Reaksi Fans: Ronaldo sebagai ‘Beban’ dan ‘Virus’
Fakta bahwa Portugal mampu berpesta gol tanpa kehadiran CR7 membuat sebagian pecinta sepak bola di media sosial melabeli megabintang Al Nassr itu sebagai “beban” dan bahkan “virus” di skuad Portugal. Anggapan ini muncul seiring usia Ronaldo yang sudah menginjak kepala empat, di mana banyak yang meyakini fisiknya tidak lagi sesuai untuk level tertinggi, sehingga tim harus beradaptasi dengan gaya permainannya yang dianggap egois.
Namun, label negatif dari penggemar tersebut tidak diamini oleh Pelatih Portugal, Roberto Martinez. Usai laga kontra Armenia, Martinez menegaskan bahwa timnya justru lebih baik jika diperkuat sang mega bintang.
“Kami (tampil) lebih baik dengan Ronaldo, Nuno Mendes, dan Pedro Neto,” ucap Martinez, dikutip dari A Bola.
Dedikasi Ronaldo di Timnas Portugal
Terlepas dari kontroversi usia dan performa di klub, Ronaldo tetap membuktikan dedikasinya di Timnas Portugal dengan total 143 gol dari 226 laga sepanjang kariernya. Meskipun tidak selalu tampil di setiap pertandingan, Ronaldo tetap menjadi ikon dan inspirasi bagi para pemain muda.

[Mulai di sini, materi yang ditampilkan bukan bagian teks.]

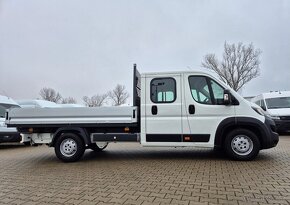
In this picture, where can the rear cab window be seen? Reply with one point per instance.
(163, 90)
(205, 90)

Dengan catatan yang luar biasa tersebut, banyak yang percaya bahwa Ronaldo masih memiliki peran penting dalam keberhasilan Portugal di kancah internasional. Namun, dengan munculnya pemain-pemain baru yang menjanjikan, mungkin saja masa depan Portugal akan semakin cerah tanpa kehadiran sang legenda.
Kesimpulan
Kemenangan telak Portugal tanpa kehadiran Cristiano Ronaldo menunjukkan bahwa tim ini memiliki potensi besar untuk terus berkembang. Dengan adanya pemain-pemain muda yang berbakat dan kompetitif, Portugal bisa menjadi kekuatan yang layak diakui di tingkat dunia. Meski ada perdebatan tentang peran Ronaldo, fakta bahwa tim bisa tampil gemilang tanpa dia membuktikan bahwa Portugal tidak hanya bergantung pada satu individu, tetapi juga pada keseluruhan kerja sama tim.